Kitchen cutting boards
The kitchen is a domestic microbe’s playground (well ahead of the bathroom for example). The kitchen sink, dishwashing sponges, linen towels and cutting surfaces can be teeming with microbes. In the US, about 200,000 cases of food-borne illnesses occur every day. Most of these illnesses have a domestic origin rather than a commercial (restaurant/canteen/fast food) one. In the home, cross-contamination from one food-group to another (e.g. from raw chicken to salad ingredients) is a prime mechanism and is often mediated by the cutting board.
So, is there a difference in the food-safety of cutting boards? Wood or plastic (synthetic)? It is a variant on the natural vs. artificial question. However, on balance, wood looks like it has the advantage this time around.
The advantage of a wooden cutting board is that wood is naturally antimicrobial.
Trees, like other plants, rely on chemical defences to maintain their health against a constant bombardment of opportunistic attack by microbes (bacteria, fungi, yeasts, viruses and some parasites). So, their wood contains a range of anti-bacterial and anti-fungal agents. These chemicals (mostly polyphenols, e.g. tannins) are not ‘living things’ and remain viable after the wood is harvested, providing a wooden cutting board with its antimicrobial properties.
Even the physical structure of wood is antimicrobial. The job of a tree trunk is to carry water from its roots to its leaves. Thus, wood fibres evolved to have a strong capillary action. Microbes are water-based lifeforms. When a microbe finds itself on a wooden board, the natural capillary action of the wood fibres suck water from the microbe and dehydrate it, thus killing it by desiccation. This is important for microbes that diffuse into the porous wood — they may not be removed by surface cleaning, but they die because of the chemical and structural properties of wood.
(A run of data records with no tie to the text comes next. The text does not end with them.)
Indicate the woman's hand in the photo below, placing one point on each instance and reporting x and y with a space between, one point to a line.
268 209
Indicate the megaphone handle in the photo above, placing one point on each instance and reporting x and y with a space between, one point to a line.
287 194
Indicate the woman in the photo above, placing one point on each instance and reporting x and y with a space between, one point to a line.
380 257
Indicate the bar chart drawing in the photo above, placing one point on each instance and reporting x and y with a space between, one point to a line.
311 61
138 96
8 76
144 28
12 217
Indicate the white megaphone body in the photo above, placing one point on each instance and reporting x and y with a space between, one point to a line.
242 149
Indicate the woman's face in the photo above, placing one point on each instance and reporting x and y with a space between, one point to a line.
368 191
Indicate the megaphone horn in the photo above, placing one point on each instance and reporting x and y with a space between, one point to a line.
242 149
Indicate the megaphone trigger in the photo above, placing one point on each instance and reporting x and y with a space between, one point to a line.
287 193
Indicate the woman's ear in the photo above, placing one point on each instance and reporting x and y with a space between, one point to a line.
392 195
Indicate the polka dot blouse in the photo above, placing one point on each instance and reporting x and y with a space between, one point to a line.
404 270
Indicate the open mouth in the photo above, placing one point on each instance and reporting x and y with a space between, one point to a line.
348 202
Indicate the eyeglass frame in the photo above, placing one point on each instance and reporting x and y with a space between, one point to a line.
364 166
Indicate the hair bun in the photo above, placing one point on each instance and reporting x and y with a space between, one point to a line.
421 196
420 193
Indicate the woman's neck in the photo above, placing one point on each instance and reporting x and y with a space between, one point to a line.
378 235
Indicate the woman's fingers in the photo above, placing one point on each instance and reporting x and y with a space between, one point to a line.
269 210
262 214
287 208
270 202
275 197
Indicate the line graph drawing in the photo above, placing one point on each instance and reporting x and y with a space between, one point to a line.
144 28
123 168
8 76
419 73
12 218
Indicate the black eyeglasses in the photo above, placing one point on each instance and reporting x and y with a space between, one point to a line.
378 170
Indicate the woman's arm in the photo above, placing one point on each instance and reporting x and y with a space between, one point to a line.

Knife cuts in cutting boards provide a breeding opportunity for microbes. In wood, these cuts can partially close up because wood swells when wet and because the fibres can re-bond. Chopping blocks (where the wood fibres run vertical to the surface rather than horizontal as in most wooden boards) have the added advantage that knife cuts don’t cut the wood fibres but rather push them apart — they go back to their normal position once the knife is removed.
However, plastic and synthetic boards have the advantage that they can be sanitised in a dishwasher set to a sufficient temperature. In general though, as plastic boards become steadily degraded by knife cuts their sanitisation becomes increasingly difficult. Plastic boards are non-porous and therefore microbes cannot be absorbed, however this advantage is undone by cuts. Wooden boards retain their safety with use. Some modern plastic boards are infused with antimicrobial agents (although the effectiveness is usually just assumed) and are often colour-coded as a reminder to reduce cross contamination. The convention is: raw fish; raw meat; salad and fruit; cooked meat; vegetables; dairy (white), although this necessitates the coordinated use of up to 6 cutting boards (which themselves could get cross-contaminated).
Some ‘synthetic’ cutting boards are manufactured from natural wood fibre composites and retain wood’s antimicrobial properties but are also dishwasher safe.
Not all woods are the same. Hardwoods with tight grains and small pores are usually recommended, however it seems that pine has one of the strongest antimicrobial properties. Bamboo is also thought to be antimicrobial and is a very dense wood with hygroscopic (desiccating) properties. Most wooden boards consist of smaller pieces glued together, so the food-safety of the glue is perhaps another consideration.